The onshore renminbi, which trades 2 per cent in either direction of a daily midpoint set by the Chinese central bank, weakened 0.6 per cent to Rmb6.9374 against the dollar, its weakest level since November. 

The offshore renminbi, which trades more freely and had already dropped 0.7 per cent in the previous session, fell a further 0.1 per cent to Rmb6.9590.

The losses, which came as Chinese equities fell, arrived as Mr Trump announced plans to slap a 10 per cent tariff on an additional $300bn worth of exports from the world’s second largest economy in the latest twist in the long-running trade dispute between the two countries. 

Analysts said that the lack of progress on trade would weigh on the renminbi, with speculation turning to whether it could break through the psychological 7 mark against the dollar in the near future. That would also breach a widely recognised level that the central bank has staunchly defended during periods of weakness last year and in 2016. 

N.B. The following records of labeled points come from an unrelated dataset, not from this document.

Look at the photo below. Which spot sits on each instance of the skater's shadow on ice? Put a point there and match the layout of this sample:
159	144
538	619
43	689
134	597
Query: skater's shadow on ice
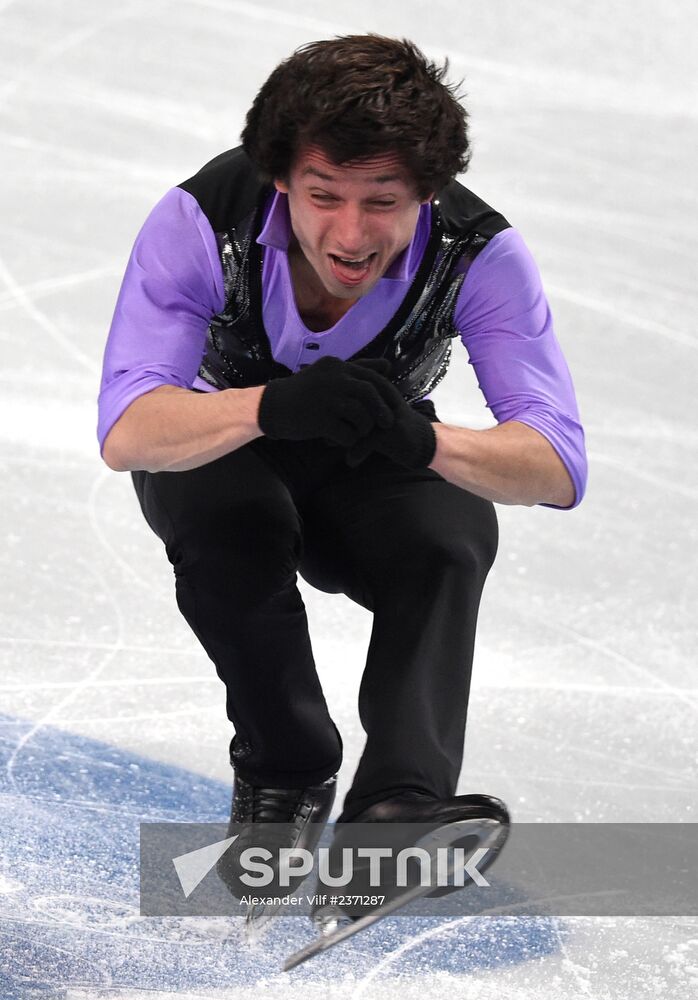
69	888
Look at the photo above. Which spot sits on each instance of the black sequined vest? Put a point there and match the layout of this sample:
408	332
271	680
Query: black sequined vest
417	340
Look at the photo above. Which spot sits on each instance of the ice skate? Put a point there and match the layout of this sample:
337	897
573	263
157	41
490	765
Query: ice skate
469	822
272	818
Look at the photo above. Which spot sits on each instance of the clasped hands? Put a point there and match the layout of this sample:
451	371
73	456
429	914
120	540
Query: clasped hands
351	404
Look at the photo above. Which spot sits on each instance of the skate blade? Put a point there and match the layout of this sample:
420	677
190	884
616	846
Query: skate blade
258	920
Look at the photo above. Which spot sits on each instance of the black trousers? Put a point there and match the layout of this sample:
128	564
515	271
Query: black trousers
408	546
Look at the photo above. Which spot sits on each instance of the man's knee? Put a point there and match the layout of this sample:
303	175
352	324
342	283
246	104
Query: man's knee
246	550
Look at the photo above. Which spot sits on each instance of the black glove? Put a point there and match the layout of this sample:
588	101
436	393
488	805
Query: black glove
411	441
337	400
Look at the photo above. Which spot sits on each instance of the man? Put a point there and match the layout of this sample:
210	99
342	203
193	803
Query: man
283	318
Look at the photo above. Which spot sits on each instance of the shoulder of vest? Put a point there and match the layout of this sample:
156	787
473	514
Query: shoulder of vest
226	188
462	212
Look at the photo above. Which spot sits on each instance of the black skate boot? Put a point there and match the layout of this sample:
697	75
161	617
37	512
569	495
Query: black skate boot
272	818
468	822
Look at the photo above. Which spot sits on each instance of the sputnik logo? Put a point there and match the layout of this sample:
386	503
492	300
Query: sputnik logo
193	867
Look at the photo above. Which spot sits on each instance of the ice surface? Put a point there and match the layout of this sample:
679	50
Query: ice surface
584	697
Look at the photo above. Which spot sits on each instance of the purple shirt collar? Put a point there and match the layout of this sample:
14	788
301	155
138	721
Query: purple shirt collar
276	233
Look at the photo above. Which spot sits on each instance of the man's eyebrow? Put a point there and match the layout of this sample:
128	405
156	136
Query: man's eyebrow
380	179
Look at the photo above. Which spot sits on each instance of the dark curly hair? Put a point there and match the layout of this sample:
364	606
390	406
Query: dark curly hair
358	96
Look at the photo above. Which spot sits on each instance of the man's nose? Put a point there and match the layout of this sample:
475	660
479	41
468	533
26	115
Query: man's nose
351	231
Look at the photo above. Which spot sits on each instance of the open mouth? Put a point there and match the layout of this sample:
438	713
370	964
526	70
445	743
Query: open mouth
350	271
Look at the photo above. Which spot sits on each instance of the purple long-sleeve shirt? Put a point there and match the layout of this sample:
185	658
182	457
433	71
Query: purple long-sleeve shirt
173	285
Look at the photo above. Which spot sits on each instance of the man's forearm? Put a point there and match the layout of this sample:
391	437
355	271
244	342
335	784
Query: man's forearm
511	463
173	430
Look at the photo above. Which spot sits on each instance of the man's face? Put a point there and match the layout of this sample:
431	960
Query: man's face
350	221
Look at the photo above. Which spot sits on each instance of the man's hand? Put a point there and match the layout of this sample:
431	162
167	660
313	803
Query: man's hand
410	441
333	399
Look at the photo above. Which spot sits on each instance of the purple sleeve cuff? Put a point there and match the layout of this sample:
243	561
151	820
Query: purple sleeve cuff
172	286
505	324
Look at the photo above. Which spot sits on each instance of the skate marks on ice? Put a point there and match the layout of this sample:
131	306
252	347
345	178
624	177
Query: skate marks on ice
69	889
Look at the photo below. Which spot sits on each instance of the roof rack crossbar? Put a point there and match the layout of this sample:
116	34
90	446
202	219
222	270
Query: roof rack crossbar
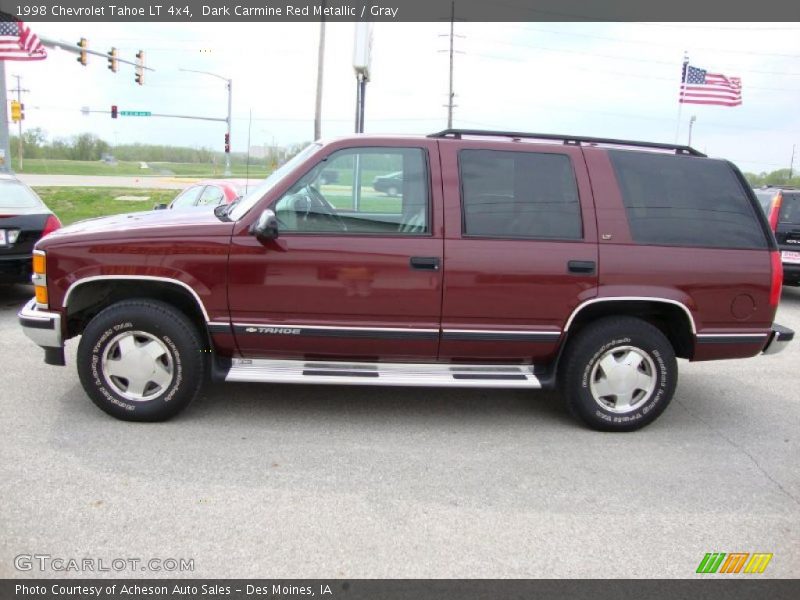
566	139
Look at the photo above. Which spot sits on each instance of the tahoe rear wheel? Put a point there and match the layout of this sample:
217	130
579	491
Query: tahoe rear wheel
619	374
141	360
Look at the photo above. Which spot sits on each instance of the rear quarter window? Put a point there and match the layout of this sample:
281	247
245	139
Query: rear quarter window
685	201
790	208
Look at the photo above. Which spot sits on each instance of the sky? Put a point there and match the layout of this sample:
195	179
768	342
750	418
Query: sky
617	80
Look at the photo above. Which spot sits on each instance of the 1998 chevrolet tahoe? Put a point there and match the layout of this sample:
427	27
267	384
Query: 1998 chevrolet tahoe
506	260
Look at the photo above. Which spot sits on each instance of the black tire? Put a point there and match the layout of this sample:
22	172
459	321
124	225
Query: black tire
641	352
134	324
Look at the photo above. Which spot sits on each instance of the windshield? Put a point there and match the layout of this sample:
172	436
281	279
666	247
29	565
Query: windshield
258	192
16	195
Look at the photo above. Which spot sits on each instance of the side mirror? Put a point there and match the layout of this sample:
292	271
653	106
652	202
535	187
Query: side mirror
266	227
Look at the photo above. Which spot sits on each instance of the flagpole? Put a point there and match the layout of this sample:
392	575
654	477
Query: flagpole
680	96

“[The] renminbi is again under pressure to weaken against the backdrop of risk-off sentiment, and [the] dollar-renminbi [exchange rate] is probably testing the 7.00 handle today or in the coming days,” said Hao Zhou, senior economist at Commerzbank. He said the new tariffs were “ like a slap on China’s face as Chinese local media expressed positive tones after the Shanghai talks” on trade earlier this week.

“The deteriorating China growth outlook amid the full-blown trade war [suggests] that the Chinese government would be tempted to allow further renminbi depreciation to support the growth,” said Ken Cheung, Asian foreign exchange strategist at Mizuho. But rather than allowing the renminbi to move above the seven level immediately, “the People’s Bank of China might use the [daily rate fixing] to guide a more gradual renminbi depreciation towards [the] seven handle”, Mr Cheung added.